CoachHub: Why did you decide to work with CoachHub?
Sabine Wieger: I was already working remotely and digitally during my time in the US. For me, CoachHub was one of the first companies to successfully establish digital coaching in Europe in a credible way. I love the automated processes, the CoachHub app, and of course the CoachHub team I work with. Having been part of CoachHub since its first phase, I have also had the opportunity to talk about coaching from a coaching process perspective in conversations with potential CoachHub clients.
The company culture really appeals to me. Every person I've met so far at CoachHub has been passionate about coaching and fully motivated, ambitious, and committed. It also shows how much CoachHub stands behind the coaching approach by providing every employee with a coach. As equals, and with mutual respect.
CoachHub: What trends and challenges do you currently see in the coaching sector?

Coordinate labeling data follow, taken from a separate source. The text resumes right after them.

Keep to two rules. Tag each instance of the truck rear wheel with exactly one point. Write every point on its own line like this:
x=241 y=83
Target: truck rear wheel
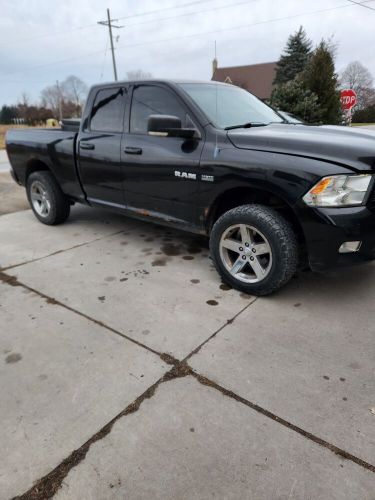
x=254 y=249
x=46 y=199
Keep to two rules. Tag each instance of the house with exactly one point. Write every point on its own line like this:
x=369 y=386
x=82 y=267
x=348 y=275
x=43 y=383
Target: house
x=256 y=78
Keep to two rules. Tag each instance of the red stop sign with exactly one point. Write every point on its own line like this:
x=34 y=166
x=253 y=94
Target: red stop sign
x=348 y=99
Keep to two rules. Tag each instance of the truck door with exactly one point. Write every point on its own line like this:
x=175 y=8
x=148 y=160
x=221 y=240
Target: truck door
x=160 y=173
x=99 y=148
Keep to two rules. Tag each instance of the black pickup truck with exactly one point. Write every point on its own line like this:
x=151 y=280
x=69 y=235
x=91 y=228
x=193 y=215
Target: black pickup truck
x=212 y=159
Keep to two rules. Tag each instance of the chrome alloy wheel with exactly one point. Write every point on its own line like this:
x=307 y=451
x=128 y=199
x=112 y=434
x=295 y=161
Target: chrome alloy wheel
x=39 y=199
x=245 y=253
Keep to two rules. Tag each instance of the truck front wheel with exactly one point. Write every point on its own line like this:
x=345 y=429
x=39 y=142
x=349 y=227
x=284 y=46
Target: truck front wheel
x=46 y=199
x=254 y=249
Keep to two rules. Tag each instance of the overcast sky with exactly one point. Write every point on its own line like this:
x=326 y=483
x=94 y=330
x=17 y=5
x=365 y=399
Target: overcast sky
x=42 y=41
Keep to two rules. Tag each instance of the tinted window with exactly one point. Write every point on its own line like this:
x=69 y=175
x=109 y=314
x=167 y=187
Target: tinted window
x=108 y=110
x=227 y=105
x=150 y=100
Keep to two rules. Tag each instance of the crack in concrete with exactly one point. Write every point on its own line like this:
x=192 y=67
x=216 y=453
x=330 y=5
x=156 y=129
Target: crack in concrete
x=312 y=437
x=58 y=252
x=13 y=281
x=47 y=486
x=228 y=322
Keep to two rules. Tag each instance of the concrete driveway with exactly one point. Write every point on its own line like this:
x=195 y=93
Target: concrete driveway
x=128 y=370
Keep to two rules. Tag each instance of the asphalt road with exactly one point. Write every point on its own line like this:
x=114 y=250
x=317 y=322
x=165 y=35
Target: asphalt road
x=129 y=371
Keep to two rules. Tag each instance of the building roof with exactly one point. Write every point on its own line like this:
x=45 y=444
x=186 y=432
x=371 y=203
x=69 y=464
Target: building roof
x=256 y=78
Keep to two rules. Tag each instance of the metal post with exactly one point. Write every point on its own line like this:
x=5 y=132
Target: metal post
x=110 y=25
x=60 y=104
x=112 y=48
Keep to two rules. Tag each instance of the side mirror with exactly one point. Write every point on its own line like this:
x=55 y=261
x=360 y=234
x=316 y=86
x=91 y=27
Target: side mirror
x=169 y=126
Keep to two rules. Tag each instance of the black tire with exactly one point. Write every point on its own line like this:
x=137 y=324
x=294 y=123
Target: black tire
x=281 y=261
x=58 y=208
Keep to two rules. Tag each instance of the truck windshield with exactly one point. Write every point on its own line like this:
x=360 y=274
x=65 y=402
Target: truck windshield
x=229 y=106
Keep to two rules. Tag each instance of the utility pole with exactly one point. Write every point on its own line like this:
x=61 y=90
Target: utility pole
x=60 y=104
x=110 y=25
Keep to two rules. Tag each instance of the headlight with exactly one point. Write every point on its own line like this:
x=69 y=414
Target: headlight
x=338 y=191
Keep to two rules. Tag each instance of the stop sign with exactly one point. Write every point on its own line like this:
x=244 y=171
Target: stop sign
x=348 y=99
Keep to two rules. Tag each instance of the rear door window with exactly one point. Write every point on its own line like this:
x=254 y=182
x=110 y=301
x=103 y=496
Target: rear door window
x=107 y=113
x=152 y=100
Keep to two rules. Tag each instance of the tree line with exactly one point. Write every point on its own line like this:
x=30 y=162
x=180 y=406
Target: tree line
x=56 y=101
x=307 y=85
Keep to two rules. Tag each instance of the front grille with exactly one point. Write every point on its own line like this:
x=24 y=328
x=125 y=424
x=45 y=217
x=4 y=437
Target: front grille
x=371 y=200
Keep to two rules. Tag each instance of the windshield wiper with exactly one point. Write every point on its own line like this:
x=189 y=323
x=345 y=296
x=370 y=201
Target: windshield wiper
x=246 y=125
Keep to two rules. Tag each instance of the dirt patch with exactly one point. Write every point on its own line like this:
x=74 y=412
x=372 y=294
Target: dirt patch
x=171 y=249
x=13 y=358
x=159 y=262
x=212 y=302
x=13 y=197
x=225 y=287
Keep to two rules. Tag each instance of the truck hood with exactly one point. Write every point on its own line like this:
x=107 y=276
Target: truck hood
x=344 y=146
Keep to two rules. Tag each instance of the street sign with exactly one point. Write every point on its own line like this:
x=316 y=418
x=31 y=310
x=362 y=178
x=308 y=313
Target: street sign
x=348 y=98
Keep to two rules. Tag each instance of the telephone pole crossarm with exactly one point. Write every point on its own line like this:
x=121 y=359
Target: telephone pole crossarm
x=110 y=25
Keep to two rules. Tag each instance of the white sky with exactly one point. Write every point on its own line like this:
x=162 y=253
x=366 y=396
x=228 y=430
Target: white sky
x=42 y=41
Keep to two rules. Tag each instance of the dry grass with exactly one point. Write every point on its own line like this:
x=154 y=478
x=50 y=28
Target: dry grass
x=3 y=130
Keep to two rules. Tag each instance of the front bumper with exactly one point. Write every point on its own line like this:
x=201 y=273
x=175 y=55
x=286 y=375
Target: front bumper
x=326 y=229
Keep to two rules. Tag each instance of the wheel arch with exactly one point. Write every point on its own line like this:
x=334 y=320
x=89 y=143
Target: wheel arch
x=35 y=165
x=243 y=195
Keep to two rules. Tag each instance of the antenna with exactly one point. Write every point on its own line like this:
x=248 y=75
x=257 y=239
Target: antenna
x=216 y=151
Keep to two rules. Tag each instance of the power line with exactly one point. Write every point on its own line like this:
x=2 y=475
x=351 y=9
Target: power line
x=110 y=25
x=180 y=37
x=93 y=25
x=186 y=14
x=361 y=4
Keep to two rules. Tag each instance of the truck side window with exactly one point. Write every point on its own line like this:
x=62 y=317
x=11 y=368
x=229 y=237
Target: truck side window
x=151 y=100
x=108 y=111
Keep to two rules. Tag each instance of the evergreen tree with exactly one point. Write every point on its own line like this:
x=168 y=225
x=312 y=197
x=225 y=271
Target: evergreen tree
x=296 y=99
x=295 y=58
x=321 y=79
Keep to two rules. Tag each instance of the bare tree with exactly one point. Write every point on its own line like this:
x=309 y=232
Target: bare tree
x=51 y=97
x=357 y=77
x=138 y=74
x=74 y=90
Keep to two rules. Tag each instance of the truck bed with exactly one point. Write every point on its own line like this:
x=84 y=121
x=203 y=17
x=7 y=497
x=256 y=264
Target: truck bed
x=54 y=147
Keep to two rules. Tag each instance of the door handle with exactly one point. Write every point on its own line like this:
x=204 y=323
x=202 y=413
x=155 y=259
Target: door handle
x=133 y=151
x=86 y=145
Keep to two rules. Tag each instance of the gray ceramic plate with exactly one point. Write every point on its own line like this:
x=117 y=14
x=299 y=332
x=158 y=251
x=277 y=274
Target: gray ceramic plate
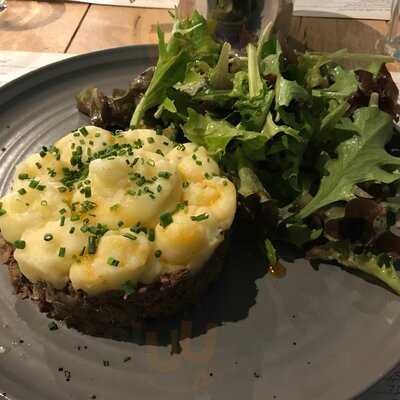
x=323 y=335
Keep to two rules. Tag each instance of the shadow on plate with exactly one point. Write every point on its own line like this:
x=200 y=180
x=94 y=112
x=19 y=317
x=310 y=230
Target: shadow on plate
x=229 y=299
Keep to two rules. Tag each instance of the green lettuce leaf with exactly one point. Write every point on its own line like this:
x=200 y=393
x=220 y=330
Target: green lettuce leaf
x=287 y=91
x=345 y=84
x=380 y=267
x=359 y=159
x=191 y=38
x=220 y=78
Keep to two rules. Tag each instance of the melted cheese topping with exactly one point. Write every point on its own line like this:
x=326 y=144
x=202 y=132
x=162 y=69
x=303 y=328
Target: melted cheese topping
x=108 y=211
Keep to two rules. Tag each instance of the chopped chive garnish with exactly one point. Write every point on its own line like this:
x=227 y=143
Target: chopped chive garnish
x=83 y=131
x=115 y=207
x=19 y=244
x=33 y=184
x=48 y=237
x=92 y=245
x=128 y=287
x=51 y=172
x=165 y=219
x=151 y=234
x=129 y=236
x=112 y=261
x=164 y=174
x=158 y=253
x=200 y=217
x=88 y=192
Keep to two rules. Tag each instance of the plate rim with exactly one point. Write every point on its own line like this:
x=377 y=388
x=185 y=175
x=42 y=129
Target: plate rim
x=14 y=88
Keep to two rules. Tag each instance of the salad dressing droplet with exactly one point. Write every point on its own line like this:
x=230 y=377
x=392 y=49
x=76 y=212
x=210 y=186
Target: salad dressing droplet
x=277 y=270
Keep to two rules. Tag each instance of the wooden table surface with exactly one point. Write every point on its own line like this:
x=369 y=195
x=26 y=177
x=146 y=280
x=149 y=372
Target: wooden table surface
x=78 y=28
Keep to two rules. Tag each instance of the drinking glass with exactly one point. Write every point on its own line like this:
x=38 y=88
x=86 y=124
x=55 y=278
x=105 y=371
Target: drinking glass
x=239 y=20
x=392 y=40
x=3 y=5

Sabine Wieger: For me, it is crucial that the Coaching quality remaintains at a high level, so that each coachee has an experience that is helpful for him or her. In terms of trends, I think burnout prevention, agility, resilience, and entrepreneurship are key topics. The application of coaching techniques in leadership as well as empowerment, enabling self-organized and autonomous working environment, continue to be very important topics.
Whereby for me the most important is, that companies invest in leadership, enabling perspective shifts regarding mistakes and feedback culture, agility, digitalization, and automation of processes.
CoachHub: Do you have anything else you'd like to add to close the interview?
Sabine Wieger: I am very happy that through CoachHub the critical mindset shift to digital coaching is happening. Coaching simply helps in the long term, no matter at what level and in what role.